There’s so much baggage around the United States that I have tried to be more objective. Yes, there are reasons some people find Trump intolerable. But because New Zealand is more centre-left relative to the US, I sometimes felt my job was to say: ‘Wait a minute. There’s a whole bunch of other stuff going on as well and it’s quite simplistic to assume the Republicans are the bad guys and the Democrats are the good guys’.
Your work is clearly time-consuming. Have you managed the travel around New Zealand?
I like going to Wellington and Auckland. I’m not a big backpacker so I probably haven’t been able to take as much advantage of New Zealand as I should of.
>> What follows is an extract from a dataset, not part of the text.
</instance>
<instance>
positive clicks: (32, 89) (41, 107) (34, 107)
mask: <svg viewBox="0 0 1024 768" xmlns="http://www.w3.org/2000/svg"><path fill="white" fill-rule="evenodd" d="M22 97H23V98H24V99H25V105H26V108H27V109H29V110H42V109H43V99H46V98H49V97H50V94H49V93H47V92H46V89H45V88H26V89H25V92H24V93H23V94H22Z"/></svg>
I do have to say it was fascinating to live through an earthquake.
Were you tempted to leave after the quakes?
No, I was one of those recommitted to helping rebuild the university. My family were concerned, it definitely made the news back in the States.
More local news that made headlines Stateside was the mosque shootings. How do you view that gruesome event?
I want to be very careful how I say this because on the one hand I think Jacinda Ardern led with compassion. Her response to such a tragedy was remarkable and the response of the people who endured that tragedy was remarkable. The forgiveness … all of it was very moving. The one thing I was interested in how quickly the manifesto was made illegal, we’re not going to use his name. All discussion of the perpetrator, his views, where he came from, how he organised a day like that seemed to just be shifted off the radar and in a sense you’ve just rendered those views invisible again.
You also witnessed New Zealand reacting to 9/11 early in your tenure here. How was it watching that terror attack unfold so far from home?
I remember the cone sculpture in Cathedral Square. People began using it spontaneously as a place to leave flowers. Many Kiwis were very, very generous but when we went into Iraq, New Zealand drew a line and did not support the invasion. You could see that mirrored in some of the angry voices. Around 2005 I was eating dinner by myself on the (Oxford) Terrace and a Kiwi heard my American accent. He just started screaming at me in front of everybody. That was just one person, but during the Bush administration you did run into more overt criticism.
Every time I go to the staff club – it is actually the rich girl’s house in Heavenly Creatures – in spring I love seeing these specific colours just blooming for the first time. You never get used to how beautiful it is.
Now, thanks to Covid-19, you have a spring to look forward when you return home to Knoxville in late February, don’t you?
Covid-19 has made it so difficult to get home now. Flights are less reliable, we can’t know when there might be another round of virus outbreak, you have to go into quarantine. As my mother (Sandra) gets older – I also have a close relative who does have some significant health issues – I just need to be closer to them.
Your father Bill, who passed away in June 2018, shaped your academic future didn’t he?
He came from a very hardscrabble background and he became an engineer. He worked on the Apollo project. As a middle class dad it was very important to for him to pay for my college education. At the time I just took that for granted but now I realise what a gift that actually was.